I used to love to write poems in stanzas made of couplets. A workshop leader once asked me to explain my choice of this form. I found myself saying that it is a feminine form, two lines chasing each other, enjambed, wrapping around the next line, continuous, persistent. Two distinct meanings, but an overlap. It is the way friends talk, I think. One day, while doing a session of psychotherapy, I notice the give and take, the direction, progression and rhythm of patient speech and my response. We start at some given point, move away and back. I repeat a phrase and send it deeper on its way. Tell me more. How does this relate to what you've said before? Within the room, against the supportive structure of resonance, silence, acceptance, trust and tender, acute listening, words act as scouts that forge ahead of us. Together we notice everything we say. Words open fresh fields.

From the play in the therapist-patient rhythm it is a short jump into the Hot Potato poem, which we have also dubbed Cross Pollination and Braiding Challa. We start with a pair of writers and a first line. Then each of the writers writes a stanza to that first line. We are getting relaxed. We can breathe deeper and trust ourselves more. We can take our time and let words and images spin out.

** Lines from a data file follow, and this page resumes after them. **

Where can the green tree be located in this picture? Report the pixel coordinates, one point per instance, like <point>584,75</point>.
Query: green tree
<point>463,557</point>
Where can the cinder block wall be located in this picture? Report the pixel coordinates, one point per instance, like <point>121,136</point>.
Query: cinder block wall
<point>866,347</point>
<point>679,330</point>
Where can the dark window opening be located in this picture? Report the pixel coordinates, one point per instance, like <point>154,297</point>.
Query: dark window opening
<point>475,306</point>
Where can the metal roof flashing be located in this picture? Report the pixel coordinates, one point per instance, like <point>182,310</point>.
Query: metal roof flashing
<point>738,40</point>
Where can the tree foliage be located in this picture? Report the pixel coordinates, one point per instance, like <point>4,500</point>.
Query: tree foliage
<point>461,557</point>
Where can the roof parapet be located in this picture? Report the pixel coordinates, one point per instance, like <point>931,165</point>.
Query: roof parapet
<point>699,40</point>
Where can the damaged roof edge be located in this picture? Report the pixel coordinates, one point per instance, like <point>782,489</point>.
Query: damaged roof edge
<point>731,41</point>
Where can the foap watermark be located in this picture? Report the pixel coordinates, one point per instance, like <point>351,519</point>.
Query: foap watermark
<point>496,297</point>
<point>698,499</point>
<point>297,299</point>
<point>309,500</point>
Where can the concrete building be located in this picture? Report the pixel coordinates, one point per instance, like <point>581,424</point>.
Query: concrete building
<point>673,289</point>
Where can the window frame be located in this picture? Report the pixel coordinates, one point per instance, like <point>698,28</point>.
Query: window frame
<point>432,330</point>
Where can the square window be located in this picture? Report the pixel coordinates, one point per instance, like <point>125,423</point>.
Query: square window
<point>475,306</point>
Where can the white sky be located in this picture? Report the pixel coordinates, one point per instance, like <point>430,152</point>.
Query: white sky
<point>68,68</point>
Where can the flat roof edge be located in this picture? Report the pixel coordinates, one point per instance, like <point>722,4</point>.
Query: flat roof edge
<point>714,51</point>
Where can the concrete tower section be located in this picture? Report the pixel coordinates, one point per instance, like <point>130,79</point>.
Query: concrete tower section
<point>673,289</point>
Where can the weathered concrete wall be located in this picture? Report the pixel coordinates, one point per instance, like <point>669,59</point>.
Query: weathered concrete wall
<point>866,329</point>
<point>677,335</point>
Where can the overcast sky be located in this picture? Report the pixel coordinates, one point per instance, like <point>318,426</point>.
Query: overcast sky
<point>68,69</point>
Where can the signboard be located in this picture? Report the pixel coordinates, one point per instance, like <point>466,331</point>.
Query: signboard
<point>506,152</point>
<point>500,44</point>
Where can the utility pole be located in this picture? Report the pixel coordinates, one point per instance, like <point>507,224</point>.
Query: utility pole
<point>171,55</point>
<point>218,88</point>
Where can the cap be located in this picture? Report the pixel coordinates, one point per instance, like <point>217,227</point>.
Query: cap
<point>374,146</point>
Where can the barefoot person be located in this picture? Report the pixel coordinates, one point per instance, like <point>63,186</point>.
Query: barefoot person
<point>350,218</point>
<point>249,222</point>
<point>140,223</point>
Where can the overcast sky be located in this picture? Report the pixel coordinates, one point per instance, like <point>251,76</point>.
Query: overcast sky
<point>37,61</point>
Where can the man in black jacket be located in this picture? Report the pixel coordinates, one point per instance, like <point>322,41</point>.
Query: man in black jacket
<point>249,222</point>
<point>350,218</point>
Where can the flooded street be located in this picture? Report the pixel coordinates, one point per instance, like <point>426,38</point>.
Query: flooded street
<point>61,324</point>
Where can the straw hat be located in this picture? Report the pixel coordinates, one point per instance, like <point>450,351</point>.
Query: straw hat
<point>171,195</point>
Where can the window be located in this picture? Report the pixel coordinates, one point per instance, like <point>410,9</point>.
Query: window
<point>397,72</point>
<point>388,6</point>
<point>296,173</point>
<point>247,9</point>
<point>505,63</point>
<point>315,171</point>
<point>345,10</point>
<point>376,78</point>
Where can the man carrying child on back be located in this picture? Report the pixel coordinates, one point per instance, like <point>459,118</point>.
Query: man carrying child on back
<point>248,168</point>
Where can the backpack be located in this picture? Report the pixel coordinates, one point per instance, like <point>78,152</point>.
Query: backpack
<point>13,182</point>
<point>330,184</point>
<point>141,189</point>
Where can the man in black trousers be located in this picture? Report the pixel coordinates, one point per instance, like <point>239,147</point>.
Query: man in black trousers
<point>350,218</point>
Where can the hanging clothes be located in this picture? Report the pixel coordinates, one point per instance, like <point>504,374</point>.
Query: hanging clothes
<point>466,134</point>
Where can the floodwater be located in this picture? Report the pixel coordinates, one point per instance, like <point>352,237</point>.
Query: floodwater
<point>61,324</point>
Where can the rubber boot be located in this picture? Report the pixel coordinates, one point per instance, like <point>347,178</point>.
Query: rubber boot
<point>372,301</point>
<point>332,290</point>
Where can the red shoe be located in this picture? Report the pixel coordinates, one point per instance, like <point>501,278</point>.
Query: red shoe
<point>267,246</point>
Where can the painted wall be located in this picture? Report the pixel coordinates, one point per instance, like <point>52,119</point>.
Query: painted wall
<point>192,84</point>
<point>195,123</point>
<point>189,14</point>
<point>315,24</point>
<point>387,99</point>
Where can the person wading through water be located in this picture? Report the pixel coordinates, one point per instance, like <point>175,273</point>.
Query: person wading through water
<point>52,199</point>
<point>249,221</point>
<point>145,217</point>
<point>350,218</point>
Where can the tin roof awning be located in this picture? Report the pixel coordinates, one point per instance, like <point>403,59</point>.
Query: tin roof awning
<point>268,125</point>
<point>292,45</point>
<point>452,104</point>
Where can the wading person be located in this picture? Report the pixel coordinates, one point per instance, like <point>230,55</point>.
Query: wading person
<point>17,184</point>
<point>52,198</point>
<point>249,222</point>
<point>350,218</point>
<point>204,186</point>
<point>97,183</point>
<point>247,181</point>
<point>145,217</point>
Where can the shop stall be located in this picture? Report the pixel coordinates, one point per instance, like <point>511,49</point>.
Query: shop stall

We can tolerate the mystery of not knowing what we will discover or say next.

At the natural end of the writing of the stanza, we read it aloud to our friend. Then we each help ourselves to a line in our friend's stanza. We feel a pull to that line so when we start a stanza with it, our interest is charged. We pick up energy when we pick up that line. We end that stanza, read it aloud, as does our friend. Then we reach in and help ourselves to our friend's words. We feed each other a fine feast of words. When the poem seems to have finished out its rhythm, we end there. Unexpected dialogue takes place with many twists and turns, rich echoes and counterpoint.